Virtual-world items do not suffer scarcity in the manner of real-world items because they are not subject to the symmetry laws of physics constraining physical substance, symmetry principles such as conservation of energy, mass, momentum, etc. These symmetries limit the availability of resources. This is because virtual-world items are merely information, and information has no intrinsic physical form or physical substance, though it may be manifest via a physical medium(like CDs, DVDs, VHS tapes, digital and analog signals, etc.). While the medium of the information may suffer scarcity under these symmetry principles, the information itself does not(this, I believe, is the heart of the problem about DRM and business models based on information exchange or IP).

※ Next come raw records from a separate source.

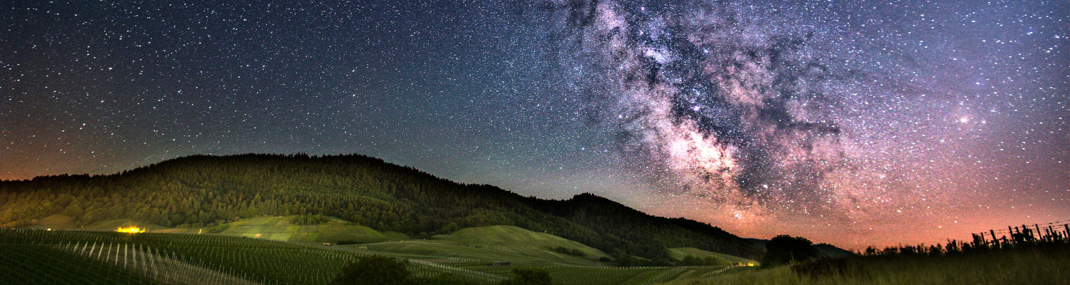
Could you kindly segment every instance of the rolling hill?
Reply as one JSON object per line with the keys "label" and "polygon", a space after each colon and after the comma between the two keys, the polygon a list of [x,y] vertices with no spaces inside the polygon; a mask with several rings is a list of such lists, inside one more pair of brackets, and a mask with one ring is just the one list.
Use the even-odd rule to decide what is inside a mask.
{"label": "rolling hill", "polygon": [[[361,155],[190,156],[111,175],[0,181],[0,206],[3,226],[33,225],[54,215],[71,217],[68,222],[77,226],[132,219],[164,227],[323,215],[343,220],[338,223],[413,238],[513,225],[591,246],[614,257],[635,255],[655,262],[671,260],[670,248],[747,258],[761,253],[747,240],[715,226],[649,216],[593,194],[564,201],[525,197],[492,186],[456,184]],[[242,226],[258,225],[221,232],[238,234]]]}

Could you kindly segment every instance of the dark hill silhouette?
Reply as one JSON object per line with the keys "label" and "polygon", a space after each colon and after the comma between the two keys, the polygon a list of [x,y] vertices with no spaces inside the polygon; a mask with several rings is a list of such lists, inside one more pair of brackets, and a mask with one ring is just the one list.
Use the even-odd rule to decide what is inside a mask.
{"label": "dark hill silhouette", "polygon": [[319,213],[417,237],[516,225],[655,260],[668,259],[666,248],[679,247],[761,255],[747,240],[709,224],[649,216],[594,194],[565,201],[521,196],[362,155],[198,155],[111,175],[0,181],[0,206],[4,226],[57,213],[80,224],[129,218],[164,226]]}

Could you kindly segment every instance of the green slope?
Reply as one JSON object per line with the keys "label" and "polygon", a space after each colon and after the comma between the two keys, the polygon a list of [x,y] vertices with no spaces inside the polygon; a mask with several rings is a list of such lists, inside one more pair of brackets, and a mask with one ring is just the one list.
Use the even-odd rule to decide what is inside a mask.
{"label": "green slope", "polygon": [[756,260],[753,260],[753,259],[748,259],[748,258],[743,258],[743,257],[738,257],[738,256],[732,256],[732,255],[721,254],[721,253],[716,253],[716,252],[704,251],[704,250],[700,250],[700,249],[696,249],[696,248],[673,248],[673,249],[669,249],[669,254],[672,255],[672,257],[676,258],[677,260],[682,260],[682,259],[684,259],[684,257],[687,257],[688,255],[693,255],[694,257],[699,257],[699,258],[706,258],[707,256],[713,256],[721,265],[738,265],[738,264],[758,265],[759,264]]}
{"label": "green slope", "polygon": [[[761,255],[746,240],[708,224],[649,216],[593,194],[565,201],[524,197],[358,155],[192,156],[113,175],[0,181],[0,225],[32,225],[54,215],[73,218],[77,226],[131,219],[186,228],[250,217],[322,215],[410,237],[515,225],[603,252],[662,262],[671,259],[667,248],[691,247],[750,258]],[[338,238],[335,228],[296,228],[308,234],[293,236],[268,232],[264,226],[281,225],[249,229],[258,233],[235,231],[279,240]]]}
{"label": "green slope", "polygon": [[[583,256],[564,254],[562,247],[583,252]],[[496,225],[470,227],[428,239],[397,240],[346,248],[396,257],[419,258],[458,266],[486,266],[490,262],[510,262],[516,266],[599,266],[608,257],[598,249],[545,233]],[[482,268],[477,268],[482,269]]]}

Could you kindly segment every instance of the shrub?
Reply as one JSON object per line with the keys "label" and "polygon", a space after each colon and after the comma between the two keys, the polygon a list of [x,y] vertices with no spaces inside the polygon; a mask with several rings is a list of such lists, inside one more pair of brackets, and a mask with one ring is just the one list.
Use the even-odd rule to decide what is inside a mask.
{"label": "shrub", "polygon": [[551,285],[550,272],[542,269],[513,269],[513,278],[502,281],[500,285]]}
{"label": "shrub", "polygon": [[412,283],[407,262],[382,255],[361,257],[342,268],[331,284],[404,285]]}
{"label": "shrub", "polygon": [[826,275],[843,274],[847,271],[847,267],[849,265],[846,258],[824,257],[794,264],[791,266],[791,270],[798,275],[817,279]]}
{"label": "shrub", "polygon": [[774,267],[795,262],[805,262],[817,257],[813,243],[802,237],[788,235],[776,236],[765,243],[763,267]]}

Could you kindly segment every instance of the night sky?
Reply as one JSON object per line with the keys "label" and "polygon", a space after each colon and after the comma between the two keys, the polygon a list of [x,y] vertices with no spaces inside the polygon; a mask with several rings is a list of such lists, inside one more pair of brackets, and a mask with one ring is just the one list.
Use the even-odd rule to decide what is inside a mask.
{"label": "night sky", "polygon": [[0,179],[360,153],[852,249],[1070,219],[1067,1],[216,2],[0,4]]}

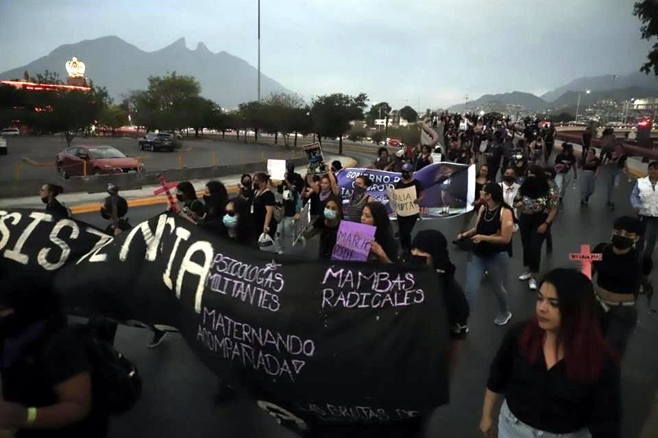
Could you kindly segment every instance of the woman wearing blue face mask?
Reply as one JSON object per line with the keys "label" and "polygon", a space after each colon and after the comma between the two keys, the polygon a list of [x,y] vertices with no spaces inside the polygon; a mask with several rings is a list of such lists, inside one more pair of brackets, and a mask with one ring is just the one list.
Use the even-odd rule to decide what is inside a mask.
{"label": "woman wearing blue face mask", "polygon": [[253,219],[247,201],[241,198],[231,199],[226,202],[222,211],[221,221],[204,224],[204,227],[217,231],[221,237],[241,245],[256,246]]}
{"label": "woman wearing blue face mask", "polygon": [[313,222],[313,227],[304,233],[305,239],[310,239],[318,234],[320,235],[318,254],[318,257],[320,259],[330,259],[331,253],[334,251],[336,238],[338,236],[338,227],[341,224],[341,219],[343,217],[341,204],[342,201],[339,198],[332,197],[328,199],[323,216],[319,217]]}

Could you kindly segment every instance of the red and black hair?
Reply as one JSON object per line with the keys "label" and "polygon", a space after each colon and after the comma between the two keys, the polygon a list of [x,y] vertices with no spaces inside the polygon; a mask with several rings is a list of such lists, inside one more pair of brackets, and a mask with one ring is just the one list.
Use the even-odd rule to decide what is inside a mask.
{"label": "red and black hair", "polygon": [[[564,350],[564,362],[570,378],[596,381],[604,363],[618,361],[603,338],[595,313],[594,289],[592,281],[581,272],[560,268],[548,272],[543,283],[552,285],[557,292],[560,328],[557,342]],[[521,353],[531,363],[540,357],[545,331],[535,315],[519,338]]]}

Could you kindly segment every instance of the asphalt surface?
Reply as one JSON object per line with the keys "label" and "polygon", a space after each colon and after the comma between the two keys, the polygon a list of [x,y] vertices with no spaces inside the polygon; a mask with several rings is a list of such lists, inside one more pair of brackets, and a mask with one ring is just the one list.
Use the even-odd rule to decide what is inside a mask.
{"label": "asphalt surface", "polygon": [[[54,166],[55,157],[67,147],[66,141],[59,136],[8,137],[6,139],[9,153],[0,156],[0,181],[14,181],[16,177],[16,165],[20,168],[21,179],[47,180],[58,177]],[[311,139],[312,137],[299,139],[297,144],[310,143]],[[181,140],[181,148],[172,153],[141,151],[138,139],[128,137],[75,138],[71,146],[112,146],[128,157],[139,157],[149,170],[236,164],[268,158],[282,159],[291,156],[291,151],[281,146],[283,140],[280,138],[278,146],[254,144],[252,136],[245,144],[243,142],[235,141],[234,135],[227,136],[223,140],[184,138]],[[269,138],[263,140],[269,141]]]}
{"label": "asphalt surface", "polygon": [[[352,153],[363,164],[371,156]],[[631,184],[622,177],[615,194],[615,212],[605,206],[602,182],[587,207],[579,206],[578,190],[570,189],[563,211],[553,227],[554,251],[542,254],[541,270],[559,266],[576,267],[568,261],[568,253],[578,250],[581,243],[592,245],[609,239],[614,218],[631,214],[628,201]],[[133,209],[129,216],[133,224],[162,211],[160,206]],[[79,218],[98,225],[106,223],[97,214]],[[424,220],[417,223],[415,232],[426,228],[441,230],[451,240],[460,231],[461,218]],[[507,290],[511,322],[528,318],[534,311],[535,296],[526,282],[516,277],[522,272],[520,237],[513,237],[514,257],[507,273]],[[304,256],[316,257],[317,242],[308,242]],[[465,283],[467,253],[451,248],[457,266],[456,277]],[[657,281],[655,272],[653,281]],[[658,308],[658,302],[654,308]],[[478,430],[485,385],[489,363],[502,339],[506,327],[494,324],[496,302],[486,280],[478,302],[472,309],[470,333],[455,375],[452,381],[451,402],[433,413],[425,437],[479,437]],[[648,313],[646,299],[638,305],[639,321],[622,364],[624,438],[637,438],[648,416],[658,387],[658,315]],[[215,405],[212,396],[217,379],[192,353],[177,334],[169,334],[154,349],[147,348],[151,333],[142,329],[120,327],[116,346],[139,367],[143,380],[143,396],[131,412],[111,423],[110,437],[141,438],[190,436],[210,438],[258,437],[292,437],[296,435],[277,424],[275,420],[258,408],[247,394],[221,405]]]}

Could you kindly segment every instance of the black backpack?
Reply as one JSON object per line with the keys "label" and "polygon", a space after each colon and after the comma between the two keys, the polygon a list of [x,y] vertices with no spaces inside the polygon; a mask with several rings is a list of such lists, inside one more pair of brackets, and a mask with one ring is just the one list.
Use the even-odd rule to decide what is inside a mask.
{"label": "black backpack", "polygon": [[91,366],[95,409],[111,415],[129,411],[142,395],[142,379],[137,367],[111,344],[95,337],[88,326],[77,326],[75,330],[84,344]]}

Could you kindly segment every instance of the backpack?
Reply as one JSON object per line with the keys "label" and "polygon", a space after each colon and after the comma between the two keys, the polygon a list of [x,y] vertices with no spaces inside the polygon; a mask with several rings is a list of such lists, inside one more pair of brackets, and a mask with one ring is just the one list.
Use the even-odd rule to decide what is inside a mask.
{"label": "backpack", "polygon": [[91,367],[95,407],[112,415],[129,411],[142,395],[142,379],[137,367],[111,344],[95,337],[88,326],[77,326],[75,330],[84,344]]}

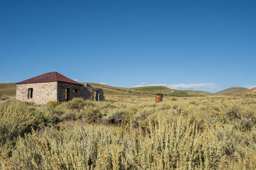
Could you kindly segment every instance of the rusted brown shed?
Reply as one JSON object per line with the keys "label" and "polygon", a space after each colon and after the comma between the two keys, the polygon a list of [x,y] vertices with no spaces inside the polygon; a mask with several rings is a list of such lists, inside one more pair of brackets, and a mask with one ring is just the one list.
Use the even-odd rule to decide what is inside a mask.
{"label": "rusted brown shed", "polygon": [[156,94],[156,102],[159,103],[159,102],[163,101],[163,94],[159,94],[159,93]]}

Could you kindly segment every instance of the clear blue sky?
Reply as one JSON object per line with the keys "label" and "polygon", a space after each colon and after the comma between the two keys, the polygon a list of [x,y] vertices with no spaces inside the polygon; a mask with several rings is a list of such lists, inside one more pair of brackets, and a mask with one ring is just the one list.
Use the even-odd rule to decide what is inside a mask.
{"label": "clear blue sky", "polygon": [[1,1],[0,82],[256,85],[256,1]]}

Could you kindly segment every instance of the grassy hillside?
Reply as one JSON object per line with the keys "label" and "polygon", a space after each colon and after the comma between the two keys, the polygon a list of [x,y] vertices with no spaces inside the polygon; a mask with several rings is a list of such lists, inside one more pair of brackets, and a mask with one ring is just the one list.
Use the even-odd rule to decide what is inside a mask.
{"label": "grassy hillside", "polygon": [[242,97],[256,97],[256,87],[236,94],[236,96]]}
{"label": "grassy hillside", "polygon": [[148,86],[133,88],[122,88],[106,85],[88,83],[95,87],[102,88],[108,95],[154,96],[161,93],[164,96],[173,97],[202,97],[212,95],[211,92],[194,90],[179,90],[169,89],[164,86]]}
{"label": "grassy hillside", "polygon": [[255,99],[116,99],[0,103],[0,169],[256,169]]}
{"label": "grassy hillside", "polygon": [[241,87],[230,87],[230,88],[225,89],[223,90],[221,90],[220,92],[216,92],[215,94],[218,94],[218,95],[233,95],[233,94],[235,94],[236,93],[245,91],[248,89],[247,89],[247,88]]}

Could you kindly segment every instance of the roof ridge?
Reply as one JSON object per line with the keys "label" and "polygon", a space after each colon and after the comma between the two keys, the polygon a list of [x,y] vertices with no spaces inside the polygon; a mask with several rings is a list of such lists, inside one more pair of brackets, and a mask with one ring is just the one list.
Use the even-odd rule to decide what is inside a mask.
{"label": "roof ridge", "polygon": [[46,73],[45,74],[26,80],[24,81],[18,82],[17,84],[35,83],[45,83],[53,81],[61,81],[73,84],[83,85],[73,80],[71,80],[57,71]]}

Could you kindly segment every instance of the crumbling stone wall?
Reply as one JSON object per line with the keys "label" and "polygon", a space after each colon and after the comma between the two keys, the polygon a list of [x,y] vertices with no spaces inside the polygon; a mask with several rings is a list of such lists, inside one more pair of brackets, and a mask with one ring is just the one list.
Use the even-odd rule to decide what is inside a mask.
{"label": "crumbling stone wall", "polygon": [[[91,93],[88,89],[84,88],[83,85],[72,84],[65,82],[58,82],[58,101],[65,101],[65,89],[70,89],[70,99],[74,97],[82,97],[84,100],[91,99]],[[73,92],[74,89],[77,89],[77,92]]]}
{"label": "crumbling stone wall", "polygon": [[[28,98],[28,89],[33,88],[33,97]],[[82,97],[84,100],[104,101],[103,90],[93,88],[86,83],[84,85],[72,84],[61,81],[17,84],[16,99],[22,101],[33,102],[36,104],[45,104],[49,101],[65,101],[65,89],[69,89],[69,99]],[[74,92],[76,89],[77,92]],[[97,92],[97,98],[94,98],[93,92]]]}
{"label": "crumbling stone wall", "polygon": [[[28,98],[28,89],[33,88],[33,97]],[[16,99],[22,101],[45,104],[57,101],[57,82],[17,84]]]}
{"label": "crumbling stone wall", "polygon": [[[84,87],[88,89],[90,93],[90,99],[92,101],[104,101],[105,97],[104,96],[103,90],[99,88],[94,88],[92,87],[90,84],[86,83]],[[94,92],[98,92],[99,95],[96,96],[96,99],[94,99]]]}

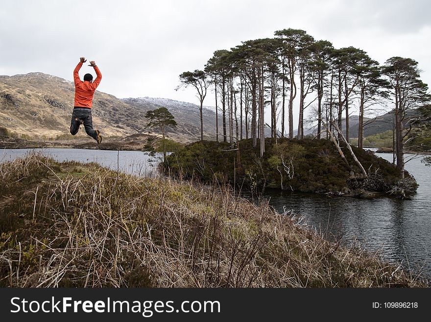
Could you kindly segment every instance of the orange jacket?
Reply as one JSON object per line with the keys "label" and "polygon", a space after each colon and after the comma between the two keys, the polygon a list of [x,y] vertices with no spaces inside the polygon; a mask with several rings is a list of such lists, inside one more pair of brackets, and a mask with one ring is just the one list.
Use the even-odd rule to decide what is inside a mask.
{"label": "orange jacket", "polygon": [[102,74],[97,66],[95,66],[95,72],[97,77],[93,82],[88,81],[82,81],[79,78],[78,72],[81,69],[82,63],[78,63],[73,70],[73,79],[75,80],[75,102],[74,106],[88,107],[91,108],[93,105],[93,97],[95,91],[100,83],[102,80]]}

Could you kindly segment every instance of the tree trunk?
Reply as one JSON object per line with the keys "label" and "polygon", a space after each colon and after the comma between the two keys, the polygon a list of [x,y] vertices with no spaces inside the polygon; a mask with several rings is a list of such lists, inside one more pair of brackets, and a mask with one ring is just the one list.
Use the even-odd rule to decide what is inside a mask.
{"label": "tree trunk", "polygon": [[223,142],[227,141],[226,130],[226,80],[223,77],[221,79],[221,106],[223,115],[222,115],[223,122]]}
{"label": "tree trunk", "polygon": [[[289,60],[290,61],[290,60]],[[296,96],[296,85],[295,84],[295,63],[292,60],[289,64],[290,76],[290,97],[289,98],[289,138],[293,138],[293,99]]]}
{"label": "tree trunk", "polygon": [[239,92],[239,132],[241,133],[240,137],[241,140],[242,140],[242,79],[240,78],[241,82],[241,90]]}
{"label": "tree trunk", "polygon": [[286,71],[285,70],[284,63],[282,65],[282,68],[283,70],[283,100],[282,103],[281,110],[281,137],[284,138],[285,136],[285,118],[286,117],[286,108],[285,106],[285,102],[286,101],[286,80],[285,79],[286,78]]}
{"label": "tree trunk", "polygon": [[[339,131],[343,130],[343,103],[341,100],[341,71],[338,70],[338,129]],[[339,133],[338,135],[338,139],[341,139],[341,136]]]}
{"label": "tree trunk", "polygon": [[[398,85],[398,84],[397,84]],[[404,147],[403,138],[403,115],[404,111],[401,91],[398,86],[395,90],[395,124],[396,132],[397,169],[401,178],[404,178]],[[398,97],[397,97],[398,96]]]}
{"label": "tree trunk", "polygon": [[263,91],[264,89],[263,87],[264,80],[263,67],[259,69],[258,78],[259,81],[259,142],[260,143],[260,156],[262,158],[263,156],[263,153],[265,152],[265,122],[263,118],[263,97],[264,95]]}
{"label": "tree trunk", "polygon": [[256,74],[255,68],[252,68],[252,72],[253,73],[253,79],[251,84],[251,104],[252,104],[252,118],[251,118],[251,137],[253,139],[253,147],[256,148],[257,146],[257,140],[256,136],[257,135],[257,118],[256,113],[257,111],[257,102],[256,101],[256,90],[257,84],[256,83]]}
{"label": "tree trunk", "polygon": [[202,116],[202,106],[203,106],[204,101],[201,99],[200,107],[199,109],[199,112],[200,115],[200,140],[204,140],[204,122]]}
{"label": "tree trunk", "polygon": [[343,159],[343,161],[344,161],[344,163],[347,164],[349,167],[350,167],[350,165],[349,164],[349,162],[347,161],[347,159],[346,159],[346,157],[344,156],[344,153],[343,153],[343,151],[341,150],[341,148],[340,148],[339,145],[337,142],[336,139],[335,138],[335,137],[334,136],[334,134],[332,133],[332,131],[331,129],[328,127],[328,124],[326,122],[322,122],[325,128],[326,128],[326,131],[329,134],[329,136],[331,137],[331,139],[332,140],[332,142],[334,142],[334,145],[336,148],[337,150],[338,151],[338,153],[340,154],[340,156],[341,157],[341,159]]}
{"label": "tree trunk", "polygon": [[358,147],[363,149],[363,113],[364,90],[360,91],[360,102],[359,106],[359,124],[358,127]]}
{"label": "tree trunk", "polygon": [[358,167],[360,170],[361,173],[362,173],[362,174],[365,177],[368,176],[366,171],[365,171],[365,169],[363,168],[363,167],[362,166],[362,164],[361,164],[360,162],[359,162],[358,158],[356,157],[356,155],[355,155],[355,153],[353,152],[353,150],[352,149],[352,147],[350,146],[350,145],[347,141],[347,139],[344,137],[344,136],[343,135],[343,132],[341,131],[339,131],[338,132],[341,134],[341,138],[343,139],[343,141],[344,141],[344,143],[345,143],[346,146],[347,147],[347,149],[349,149],[349,151],[350,152],[350,154],[352,155],[352,157],[353,158],[353,160],[355,160],[355,162],[356,163],[357,165],[358,165]]}
{"label": "tree trunk", "polygon": [[218,142],[218,109],[217,106],[217,81],[215,78],[214,86],[216,87],[216,140]]}
{"label": "tree trunk", "polygon": [[322,98],[323,97],[323,79],[319,73],[317,81],[317,139],[321,138],[322,131]]}

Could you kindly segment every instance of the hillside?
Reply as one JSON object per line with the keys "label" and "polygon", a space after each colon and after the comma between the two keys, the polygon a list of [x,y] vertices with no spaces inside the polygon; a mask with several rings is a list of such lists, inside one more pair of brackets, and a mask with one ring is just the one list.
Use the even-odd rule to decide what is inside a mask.
{"label": "hillside", "polygon": [[30,155],[0,163],[0,287],[427,286],[289,214],[226,189]]}
{"label": "hillside", "polygon": [[392,164],[355,147],[352,148],[356,157],[369,172],[366,178],[346,148],[342,149],[349,166],[326,140],[283,138],[276,142],[266,138],[262,158],[259,146],[258,143],[253,148],[250,139],[240,141],[239,149],[224,142],[194,142],[169,155],[163,169],[182,178],[206,183],[217,180],[252,190],[265,187],[359,197],[405,198],[417,188],[407,172],[405,180],[400,180]]}
{"label": "hillside", "polygon": [[[0,124],[12,132],[30,138],[54,138],[69,133],[73,108],[72,82],[41,73],[0,75]],[[93,123],[107,136],[147,134],[147,111],[165,106],[178,125],[168,134],[174,139],[192,142],[200,137],[199,108],[194,104],[163,99],[126,99],[96,91],[93,99]],[[206,137],[215,133],[215,113],[205,109]],[[83,131],[82,131],[83,132]]]}

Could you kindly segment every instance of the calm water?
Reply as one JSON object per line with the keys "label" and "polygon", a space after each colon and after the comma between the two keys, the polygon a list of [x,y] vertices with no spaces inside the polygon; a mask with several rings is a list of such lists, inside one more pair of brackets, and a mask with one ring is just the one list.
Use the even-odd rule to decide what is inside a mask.
{"label": "calm water", "polygon": [[[392,162],[390,153],[376,153]],[[406,158],[408,157],[406,155]],[[263,197],[283,213],[284,207],[328,237],[347,245],[359,242],[384,258],[431,278],[431,167],[412,159],[406,169],[419,184],[411,200],[361,199],[267,190]]]}
{"label": "calm water", "polygon": [[[156,162],[142,152],[68,149],[34,150],[42,150],[60,161],[96,162],[138,175],[156,173]],[[30,151],[0,150],[0,162],[23,156]],[[392,161],[391,154],[376,154]],[[411,200],[329,198],[276,190],[267,190],[263,197],[281,213],[286,207],[304,216],[309,225],[328,237],[341,239],[348,245],[359,242],[370,251],[379,251],[385,259],[400,263],[414,272],[421,271],[431,278],[431,168],[415,159],[407,162],[406,169],[420,185]]]}

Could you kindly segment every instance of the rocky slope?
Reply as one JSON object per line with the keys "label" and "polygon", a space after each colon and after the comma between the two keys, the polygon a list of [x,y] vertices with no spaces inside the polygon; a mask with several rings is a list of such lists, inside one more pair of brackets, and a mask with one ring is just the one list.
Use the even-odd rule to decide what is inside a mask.
{"label": "rocky slope", "polygon": [[[68,135],[74,87],[63,78],[41,73],[0,75],[0,124],[9,131],[32,139],[53,139]],[[165,106],[178,124],[168,133],[172,138],[192,142],[200,138],[197,105],[163,99],[126,99],[96,91],[93,123],[106,136],[124,137],[151,133],[145,128],[147,111]],[[215,133],[215,113],[205,109],[206,138]],[[83,132],[81,131],[80,132]]]}

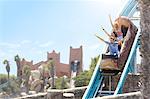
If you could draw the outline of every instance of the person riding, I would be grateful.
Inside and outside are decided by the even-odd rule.
[[[113,36],[111,36],[109,39],[110,39],[110,42],[108,41],[105,41],[104,39],[102,39],[101,37],[99,37],[98,35],[95,34],[95,36],[105,42],[106,44],[108,44],[108,48],[109,48],[109,52],[110,52],[110,55],[112,56],[115,56],[115,57],[118,57],[118,54],[119,54],[119,50],[118,50],[118,42],[115,41],[115,38]]]

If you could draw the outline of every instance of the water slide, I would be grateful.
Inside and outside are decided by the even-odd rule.
[[[127,17],[131,18],[137,10],[136,9],[137,5],[138,5],[137,0],[128,0],[126,5],[124,6],[123,10],[120,12],[119,15],[127,16]],[[134,57],[136,48],[138,47],[139,34],[140,34],[139,32],[136,34],[136,37],[135,37],[134,42],[132,44],[132,48],[130,50],[130,53],[129,53],[128,59],[126,61],[125,67],[124,67],[123,72],[121,74],[120,80],[117,84],[116,90],[114,92],[108,91],[105,93],[105,95],[110,95],[110,94],[116,95],[116,94],[122,93],[122,89],[123,89],[123,85],[125,83],[126,77],[131,70],[131,65],[130,65],[131,60]],[[101,90],[101,88],[103,87],[104,76],[102,75],[102,70],[100,70],[101,60],[102,60],[102,55],[100,56],[100,58],[98,60],[98,63],[95,67],[95,70],[93,72],[93,75],[91,77],[89,85],[88,85],[82,99],[89,99],[89,98],[96,97],[99,90]]]

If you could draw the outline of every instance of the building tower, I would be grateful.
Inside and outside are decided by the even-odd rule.
[[[72,48],[70,46],[70,58],[69,58],[69,66],[70,66],[70,74],[71,71],[76,71],[77,75],[83,71],[83,54],[82,54],[82,46],[80,48]]]

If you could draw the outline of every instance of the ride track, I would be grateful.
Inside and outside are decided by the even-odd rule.
[[[124,6],[123,10],[121,11],[120,15],[121,16],[127,16],[131,18],[133,14],[137,11],[137,6],[138,6],[138,1],[137,0],[128,0],[126,5]],[[105,95],[117,95],[122,93],[123,85],[125,83],[125,80],[127,78],[127,75],[129,72],[131,72],[134,68],[131,65],[132,60],[135,58],[136,54],[136,49],[139,46],[139,36],[140,32],[136,34],[136,37],[134,39],[134,42],[132,44],[132,48],[130,50],[127,62],[125,64],[125,67],[122,71],[121,77],[119,79],[119,82],[117,84],[116,90],[114,92],[106,92]],[[95,67],[95,70],[93,72],[93,75],[91,77],[91,80],[89,82],[89,85],[82,97],[82,99],[89,99],[89,98],[95,98],[98,91],[101,90],[103,86],[103,80],[104,76],[102,75],[102,70],[100,70],[100,62],[102,60],[102,55],[100,55],[99,60],[97,62],[97,65]]]

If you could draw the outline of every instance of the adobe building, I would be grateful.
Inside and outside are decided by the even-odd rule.
[[[54,62],[54,73],[57,77],[62,77],[64,75],[70,77],[71,76],[71,71],[72,68],[75,67],[77,75],[82,72],[82,67],[83,67],[83,51],[82,51],[82,46],[79,48],[72,48],[70,47],[70,55],[69,55],[69,63],[61,63],[60,62],[60,53],[56,53],[55,50],[53,50],[51,53],[47,52],[47,60],[46,61],[41,61],[36,64],[33,64],[33,62],[28,62],[25,59],[21,61],[21,65],[25,65],[27,63],[30,67],[31,70],[37,70],[39,66],[46,64],[49,60],[53,60]],[[73,65],[73,63],[78,62],[78,66],[76,67]]]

Further more, real-world items have a lifetime that is determinable from the design, construction, materials composition, and use of the item. In this way, real-world items have a durability. This furthers the scarcity of the item and, hence, its value. Virtual-world items, on the other hand, have indeterminate lifetimes as they can be destroyed(deleted) at any time by the gamer, the game developer, or catastrophic system failure. Even so, recovery of the virtual-world item is then just a backup away. Compared to a real-world item that, once destroyed, is usually unrecoverable. While durability is a game-mechanic that can be assigned to virtual-world items, such durability is again an artifact of the game's design and not intrinsic to the item itself.

This brings another point. Replication of virtual-world items only requires additional usage of the medium that manifests the information of the item. However, the consumption of the medium is not linear with the replication of the item; whereas, replication of real-world items has a direct linear or nearly linear relationship with the amount of time, energy, materials, and man-power that must be used. At best, virtual-world items may have a linear relationship with the time required to produce the items, but, again, this is due to the design of the game and is not intrinsic to the construction of the item.

At the end, virtual-world items have little to no value because they do not suffer any scarcity that real-world items suffer. The reason for this is that virtual-world items are comprised entirely of information, and information is simply a pattern of concepts that has meaning in the mind of an observer; information does not, in and of itself, have any form or substance that causes it to obey the limitations of the symmetry principles of physics constraining material substance(and I am familiar with Information Theory, by the way).

On a personal note, I prefer to keep the fantasy of the game in the game and the real world in the real world. The last thing we need, in my opinion, is to have the fun of the game spoiled by trying to make it be exactly like the real world.

I second geizr's opinion, as I feel it says a lot about how people treat virtual items, and indeed, virtual worlds as a whole.

Somewhere along the line, people have decided to treat their particular virtual world as a serious 'job' of some description. Now, I feel that they (the virtual worlds) are really meant not to be taken seriously.

I feel that virtual worlds are all about having fun. Sure, there are serious applications for them, like telecommunication, but primarily, it's all about partaking in fantasy for a few hours or so. I'm suspicious of any legislator, law-maker or anyone else that says that virtual worlds must be regulated, as I feel that could lead to disaster.

I, personally, hate the idea of regulation, as it sets a dangerous precedent that could harm the fantasy element, and force them to be just like the real world.

I live in a Third World country and my government is involved in trying to fix some very serious Real World problems that affect the daily quality of life for Real World people. The notion that governments in First World countries are bored enough to want to create laws to control the sale of imaginery magic swords is just pitiable.

I guess I think that there are more serious issues that ought to attract the attention of a country's leaders.